Image result for Kuntillet Ajrud Inscriptions

Illustration: Ancient ‘Yahweh And His Asherah’ Inscriptions At Kuntillet ‘Ajrud 

The Hebrew word Asherim (NIV “Asherah poles”) in Jeremiah 17:2 denotes either the Canaanite goddess named Asherah (the singular form of the word) or some object associated with pagan worship in Israel and Judah. Of the 40 occurrences of the term in the Old Testament, only four of them refer to the proper name given to the goddess; the remaining usages all signify something either constructed of wood or planted. We may assume that a wooden object – perhaps a tree or a pole – was used to symbolize the goddess in Canaanite religion. The passages that speak of Asherim being “made” may refer to wooden figurines of the goddess.

Early Bible translations (the Septuagint and the Vulgate), as well as an ancient commentary (the Jewish Mishnah), understood Asherim to refer to a group of trees. The translation “grove” in the KJV preserves the Septuagint and Vulgate understanding. This tradition, while possible in some cases, is probably incorrect, since the KJV of Jeremiah 17:2 speaks of “groves by the green trees”.

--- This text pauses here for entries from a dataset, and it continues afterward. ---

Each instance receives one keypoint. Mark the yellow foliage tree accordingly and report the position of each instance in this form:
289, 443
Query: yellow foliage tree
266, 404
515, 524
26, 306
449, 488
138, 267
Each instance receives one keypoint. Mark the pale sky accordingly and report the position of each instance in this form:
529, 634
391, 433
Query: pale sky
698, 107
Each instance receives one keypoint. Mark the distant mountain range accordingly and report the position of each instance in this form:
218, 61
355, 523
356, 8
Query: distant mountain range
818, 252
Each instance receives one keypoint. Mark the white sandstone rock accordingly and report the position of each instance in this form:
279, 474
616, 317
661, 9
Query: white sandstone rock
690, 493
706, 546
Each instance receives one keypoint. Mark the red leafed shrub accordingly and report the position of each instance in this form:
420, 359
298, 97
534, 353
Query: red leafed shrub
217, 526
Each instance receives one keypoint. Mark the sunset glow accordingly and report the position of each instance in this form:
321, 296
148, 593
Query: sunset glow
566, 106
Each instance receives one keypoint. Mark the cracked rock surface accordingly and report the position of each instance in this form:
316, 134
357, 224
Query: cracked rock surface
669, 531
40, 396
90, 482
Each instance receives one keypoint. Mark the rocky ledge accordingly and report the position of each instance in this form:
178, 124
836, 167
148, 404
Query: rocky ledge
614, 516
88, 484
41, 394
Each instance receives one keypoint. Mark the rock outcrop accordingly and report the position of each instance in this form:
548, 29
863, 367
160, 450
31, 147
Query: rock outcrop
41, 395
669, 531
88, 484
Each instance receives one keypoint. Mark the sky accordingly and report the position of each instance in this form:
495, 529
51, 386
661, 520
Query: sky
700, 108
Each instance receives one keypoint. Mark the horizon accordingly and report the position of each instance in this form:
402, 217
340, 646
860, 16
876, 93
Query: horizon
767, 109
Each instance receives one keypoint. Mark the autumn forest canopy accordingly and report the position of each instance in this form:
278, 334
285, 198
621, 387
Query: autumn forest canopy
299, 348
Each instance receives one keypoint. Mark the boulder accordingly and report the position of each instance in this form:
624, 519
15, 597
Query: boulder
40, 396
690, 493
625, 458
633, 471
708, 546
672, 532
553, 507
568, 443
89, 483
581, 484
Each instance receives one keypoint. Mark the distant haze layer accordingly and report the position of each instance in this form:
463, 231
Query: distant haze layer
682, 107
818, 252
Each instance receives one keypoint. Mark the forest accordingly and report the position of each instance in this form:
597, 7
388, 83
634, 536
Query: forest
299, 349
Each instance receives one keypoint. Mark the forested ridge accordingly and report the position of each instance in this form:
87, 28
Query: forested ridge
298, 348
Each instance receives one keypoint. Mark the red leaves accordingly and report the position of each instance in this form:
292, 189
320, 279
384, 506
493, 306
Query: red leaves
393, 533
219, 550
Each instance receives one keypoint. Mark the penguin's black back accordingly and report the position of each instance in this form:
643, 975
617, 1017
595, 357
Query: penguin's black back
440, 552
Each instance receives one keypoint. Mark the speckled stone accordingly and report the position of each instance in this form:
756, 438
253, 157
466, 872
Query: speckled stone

The Canaanite goddess Asherah is well attested in the texts from the ancient city of Ugarit, where she is portrayed as the consort, or partner, of El the mother of other gods. Jeremiah’s condemnation of idolatry in Judah, particularly of the type associated with the Asherim, is illuminated by a cacje of inscriptions found at a site called Kuntillet Ajrud, located 50 km south of Kadesh Barnea in the northern Sinai. Especially enlightening are three texts from this site that say, “I bless you by Yahweh of Samaria and by His Asherah” and “to Yahweh of Teman and to His Asherah”. The Asherah cited at Kuntillet Ajrud may be the same wooden cultic object so frequently mentioned in the Bible. It is more likely, however, that the use of the term here provides firsthand evidence for an idolatrous merging of orthodox Yahwistic faith and is a reference not to an idol but to a goddess, a supposed consort of Yahweh. This is Canaanite paganism – precisely the type of idolatry and syncretism that Jeremiah was attempting to combat.